Decision support systems use On-Line Analytical processing (OLAP) and data mining to find interesting information from large databases. Multidimensional databases are suitable for OLAP and data mining since these applications require dimension oriented operations on data. Traditional multidimensional databases store data in multidimensional arrays on which analytical operations are performed. Multidimensional arrays are good to store dense data, but most datasets are sparse in practice for which other efficient storage schemes are required. For large databases, reduced storage requirements can reduce the I/O time needed for data accesses during operations when appropriate data structures are used. Each cell in a multidimensional array can be accessed by an index in each of its dimension. Hence, finding an element in it is a trivial operation. Sparse data structures can provide efficient storage mechanisms, but dimension oriented operations can be more expensive when compared to multidimensional arrays, because of the additional processing required to de-reference indices. It is important to weigh the trade-offs involved in reducing the storage space versus the increase in access time for each sparse data structure, in comparison to multidimensional arrays. These trade-offs are dependent on many parameters some of which are (1) number of dimensions, (2) sizes of dimensions and (3) degree of sparsity of the data. Complex operations such as those required for data-driven data mining can be very expensive in terms of data access time if efficient data structures are not used. We compare the storage and operational efficiency in OLAP and data mining of various sparse data storage schemes in [GC97b]. A novel data structure using bit encodings for dimension indices called Bit-Encoded Sparse Structure (BESS) is used to store data in chunks, which supports fast OLAP query operations on sparse data using bit operations without the need for exploding the sparse data into a multidimensional array. This allows for high dimensionality and large dimension sizes. Our techniques for multidimensional analysis can be applied to scientific and statistical databases [LS98] which rely heavily on dimensional analysis.
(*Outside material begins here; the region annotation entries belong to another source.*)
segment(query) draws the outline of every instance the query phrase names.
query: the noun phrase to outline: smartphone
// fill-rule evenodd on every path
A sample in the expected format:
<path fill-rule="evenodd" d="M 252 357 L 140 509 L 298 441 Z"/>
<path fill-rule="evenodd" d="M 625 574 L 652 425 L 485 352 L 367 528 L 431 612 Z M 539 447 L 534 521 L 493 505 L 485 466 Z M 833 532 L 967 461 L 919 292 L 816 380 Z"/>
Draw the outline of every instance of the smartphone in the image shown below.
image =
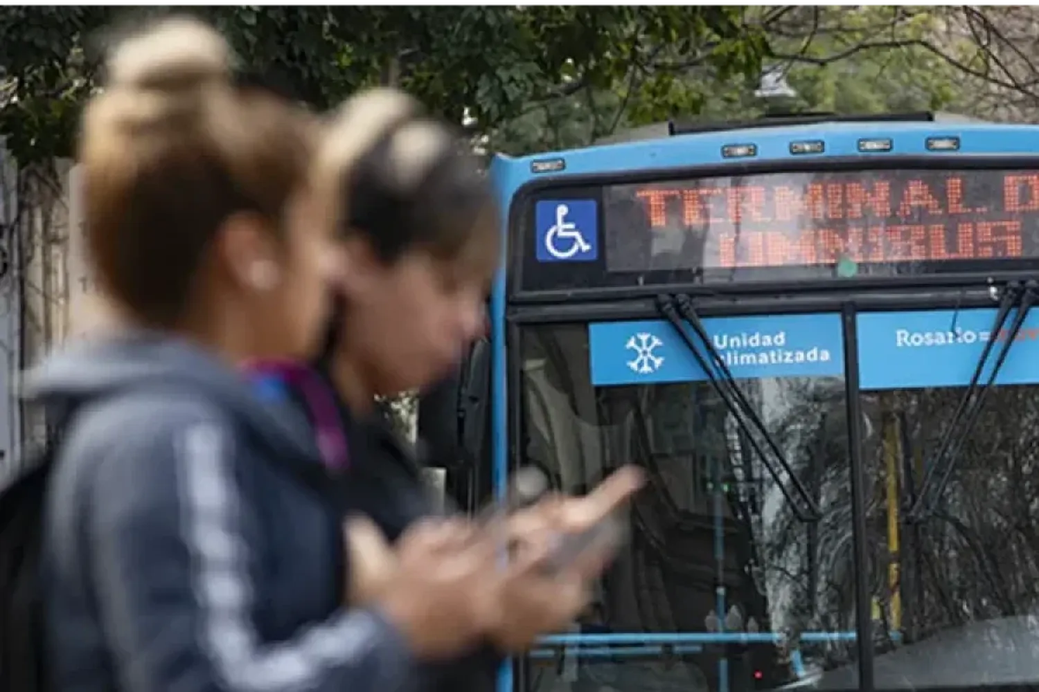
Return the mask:
<path fill-rule="evenodd" d="M 567 533 L 560 537 L 547 560 L 550 572 L 565 570 L 590 550 L 616 552 L 628 542 L 627 524 L 616 514 L 610 515 L 581 533 Z"/>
In this paper we present a parallel multidimensional framework for large data sets in OLAP and SSDB which has been integrated with data mining of association rules. Parallel data cube construction for large data sets and a large number of dimensions using sparse storage structures is presented. Sparsity is handled by using compressed chunks using BESS. Three schedules for constructing complete and partial data cubes from the cube lattice are developed, using cost estimates between parent and child aggregates: (1) Pipelined method for cubes (2) Pipelined method for chunks and (3) Level by level method. These incorporate various optimizations to reduce computation, communication and I/O overheads. Chunk management strategies are described to store the various intermediate cubes and handle large data sets.
The rest of the paper is organized as follows. Section 2 describes chunk storage using BESS and the multidimensional infrastructure. Section 3 describes mining of association rules on the data cube. Section 4 describes strategies and optimizations for parallel aggregate computation. Section 5 presents results of our implementation on the IBM SP2. Section 6 concludes the paper.